SPLC Files Ethics Complaint Against Moore, Alabama Sues U.S. Over Refugees

Jan 8, 2016

Alabama Chief Justice Roy Moore

Federal prosecutors say Alabama’s probate judges should continue issuing same sex marriage licenses, despite the actions of the state’s chief justice. APR’s Pat Duggins spoke to one group that thinks Roy Moore should be kicked out of office, again.

The Southern Poverty Law Center filed a complaint against Roy Moore with the state’s Judicial Ethics Panel. This comes after Moore suggested that probate judges defy the U.S. Supreme Court’s decision legalizing same sex marriage.

SPLC President Richard Cohen says Moore’s current actions hearken back to when he was kicked out of office in 2003 for refusing to take down the Ten Commandments from Alabama’s Supreme Court building.

“It’s clear that he at least encouraged them to violate a court order, and I think that’s at least as bad as his outright defiance back in 2003. And, I certainly think the court of the judiciary should remove him from office.”

Some county judges are refusing to issue same-sex marriage licenses altogether.

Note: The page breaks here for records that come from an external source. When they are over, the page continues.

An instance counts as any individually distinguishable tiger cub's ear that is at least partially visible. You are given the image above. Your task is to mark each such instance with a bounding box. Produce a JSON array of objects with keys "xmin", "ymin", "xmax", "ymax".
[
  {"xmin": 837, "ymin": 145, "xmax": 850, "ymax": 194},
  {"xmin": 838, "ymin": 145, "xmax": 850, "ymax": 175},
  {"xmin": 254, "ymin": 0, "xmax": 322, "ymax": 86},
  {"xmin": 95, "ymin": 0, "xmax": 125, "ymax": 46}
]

Judge Moore told the Associated Press a state Supreme Court ban on same sex unions is still in place.

Alabama has become the second state in the U.S. to sue the federal government over refugee resettlement. Alabama is accusing the Obama administration of failing to consult with states on placement of those who have fled their home countries.

Gov. Robert Bentley spokeswoman Jennifer Ardis says the lawsuit was filed yesterday.

Bentley is one of several Republican governors who opposed the settlement of Syrian refugees in their states after the Nov. 13 Paris attacks. The lawsuit doesn't specifically address Syrian refugees, but it follows the lead of Texas, which sued last month to try to block six Syrian refugees from settling in Dallas.

The Alabama lawsuit says the federal government hasn't followed part of the Refugee Act of 1980, which says the federal government "shall consult regularly" with states on refugee placement.

The federal government controls resettlement programs. Experts have said states have no authority to ban refugees from entering.

Mardi Gras is more than a month away, but Dauphin Island is getting a head start on the season this weekend.

The south Alabama island will host its 22nd annual Krewe de la Dauphine Mardi Gras parade tomorrow afternoon. The theme for this year's parade is Broadway Nights, with floats fashioned after Broadway plays.

Jeff Collier is the mayor of Dauphin Island and the grand marshal of this year's parade. He says there's something for everyone on the island.

“It's just a great time. We encourage folks to get here early, there's always a big crowd. Find 'em a good parking spot and enjoy the day. While they're coming for the parade, we encourage them to come early and stay late. There's lots of other stuff to do on the island, and we encourage them to do that.”

The parade will begin at 1 PM tomorrow and will stretch from the Dauphin Island Sea Lab to Dauphin Island Elementary School.